Palais - Collegia > Palais

Regarde moi, même si je me cache dans les ombres...

<< < (2/2)

Aaron Greystoke:
Aaron perçut le sursaut de la karsite lorsqu'il posa ses mains sur les siennes, et il hésita à retirer ses doigts des siens. Qu'elle réagît ainsi lui fendait le coeur, mais il résolut de n'en rien laisser paraître, espérant qu'effectivement, ce n'était dû qu'à la nervosité dont elle faisait preuve depuis qu'elle était venue vers lui. Les larmes qui pointaient aux coins de ses yeux aussi et il eût aimé trouvé les mots parfaits pour la rassurer, mais il n'était absolument pas certain d'y parvenir. Pourtant il s'efforça de répondre avec autant de douceur, et d'honnêteté aussi, qu'il lui était possible de le faire. Et quand la jeune femme hocha simplement la tête, puis qu'elle lui sourit, il n'était pas certain d'y être parfaitement parvenu, mais il songeait que c'était au moins un peu le cas, en partie toujours. Il sentit la main d'Enju quitter les siennes pour venir se poser au-dessus d'elles, et un sourire tendre étira ses lèvres.

« Tu ne me perdras pas définitivement, tu sais. Pas tant que mon coeur battra encore. »
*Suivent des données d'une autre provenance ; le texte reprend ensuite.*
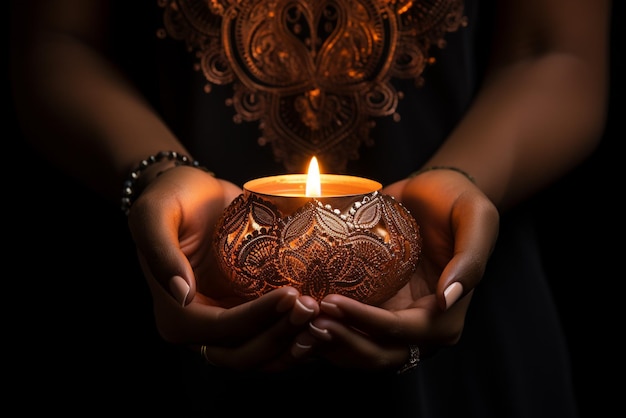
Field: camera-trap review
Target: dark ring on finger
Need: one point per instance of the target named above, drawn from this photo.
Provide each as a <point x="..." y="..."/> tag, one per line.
<point x="413" y="360"/>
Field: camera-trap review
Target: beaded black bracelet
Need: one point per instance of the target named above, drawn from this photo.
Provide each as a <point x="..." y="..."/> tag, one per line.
<point x="128" y="192"/>
<point x="443" y="167"/>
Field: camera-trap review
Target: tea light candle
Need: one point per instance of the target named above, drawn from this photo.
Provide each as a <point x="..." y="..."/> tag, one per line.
<point x="320" y="233"/>
<point x="290" y="191"/>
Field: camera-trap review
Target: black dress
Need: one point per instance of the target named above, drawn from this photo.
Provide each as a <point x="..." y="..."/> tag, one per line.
<point x="512" y="360"/>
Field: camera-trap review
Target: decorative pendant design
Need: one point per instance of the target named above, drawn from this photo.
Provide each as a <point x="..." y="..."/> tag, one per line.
<point x="312" y="73"/>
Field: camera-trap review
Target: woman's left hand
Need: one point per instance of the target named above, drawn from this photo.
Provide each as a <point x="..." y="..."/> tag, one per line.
<point x="459" y="227"/>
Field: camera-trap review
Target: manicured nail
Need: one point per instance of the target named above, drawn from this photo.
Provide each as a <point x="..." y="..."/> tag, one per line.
<point x="320" y="332"/>
<point x="330" y="308"/>
<point x="300" y="313"/>
<point x="299" y="350"/>
<point x="452" y="294"/>
<point x="287" y="301"/>
<point x="179" y="288"/>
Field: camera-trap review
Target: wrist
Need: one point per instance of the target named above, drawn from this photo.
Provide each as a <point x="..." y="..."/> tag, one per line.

Il tenait beaucoup trop à elle pour ça. Un an, ça avait été beaucoup, beaucoup trop long. Il ne pouvait pas promettre qu'ils ne seraient plus jamais séparés aussi longtemps, physiquement, géographiquement, leurs différentes affectations pouvaient très bien le nécessiter un jour et même avec son Don premier, il n'était assuré de pouvoir réduire suffisamment la durée de certains voyages, sans risque tout du moins. Il eût aimé pouvoir le faire, cependant, et en tous les cas, était persuadé qu'elle aurait toujours sa place dans son coeur, à sa manière. Et si même une blessure comme celle-là ne parvenait pas à mettre un point final à leur amitié, à l'affection qu'il avait pour elle - il n'était pas vraiment capable d'en déterminer exactement la nature à présent mais ça n'avait guère d'importance -, il ne voyait pas comment ce pourrait être possible.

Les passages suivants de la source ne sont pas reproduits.